As retail outlets have become just one element of an omni-channel world is it time for a rethink in the world of location planning? Is it all just too difficult to comprehend or does the vast array of customer data now give us the key to unlock the latest challenge in store planning?
Essentially location planners have sought to understand consumers’ spatial responses to retail locations on offer now and in the future. Over time we’ve coped with a move from a ‘one nation’ view of shoppers to an understanding of the complexities of geodemographics and the transport modes available to shoppers.
Store performance models for retailers now routinely include bespoke catchment models and a precise understanding of the spending potential for each consumer group. We even pat ourselves on the back for thinking about the impact of online on store performance and cheer when we have knowledge of the likely online uplift in a virgin area when a new store opens.
However as we look to meet the omni-challenge we need to re-assess how we analyse consumer behaviour and their spatial interactions with retail outlets. We need to appraise existing methods to give ourselves a realistic chance of understanding the omni-channel world.

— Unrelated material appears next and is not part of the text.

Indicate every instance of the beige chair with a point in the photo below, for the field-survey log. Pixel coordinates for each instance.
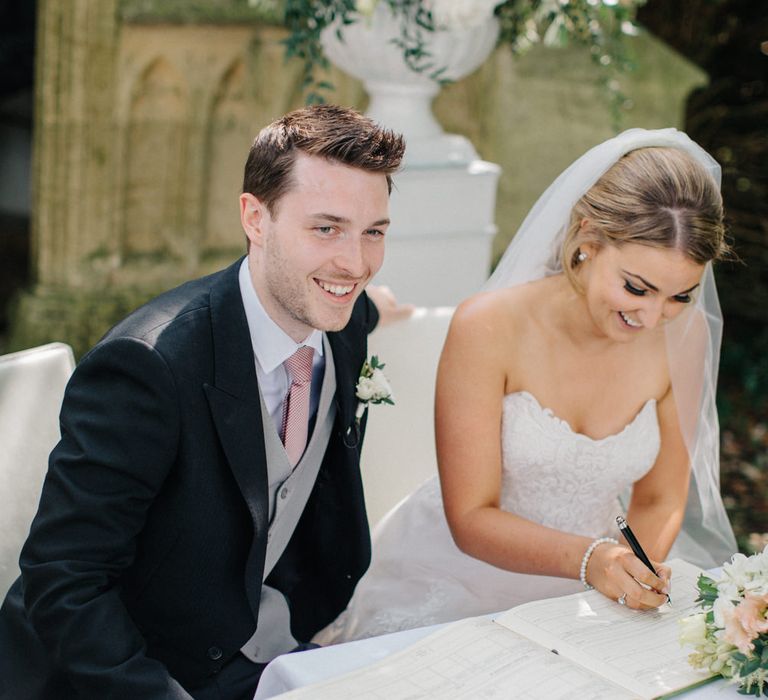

The challenge has intensified as online has become the top performing ‘store’ in most retailers’ portfolios.
Understand the ‘whole’ customer, know the trading potential
The opportunity for a new approach lies with our understanding of the individual customer. The customer centric focus of many retailers offers the capability to solve the omni conundrum. If we are to understand the spatial behaviour of consumers we need to drill deeply into the customer data held by retailers. We have to examine each customer and their relationship with the retailer across all digital and physical touchpoints.
At best it means we know from a single customer account which store a customer uses and where the shopper accesses online for browse and purchase and by what means both physical and mobile. And above all else we need to see the colour of their money. This all presents a massive challenge for many retailers as they seek to link up customers across all channels and connect multiple accounts for the same person and household.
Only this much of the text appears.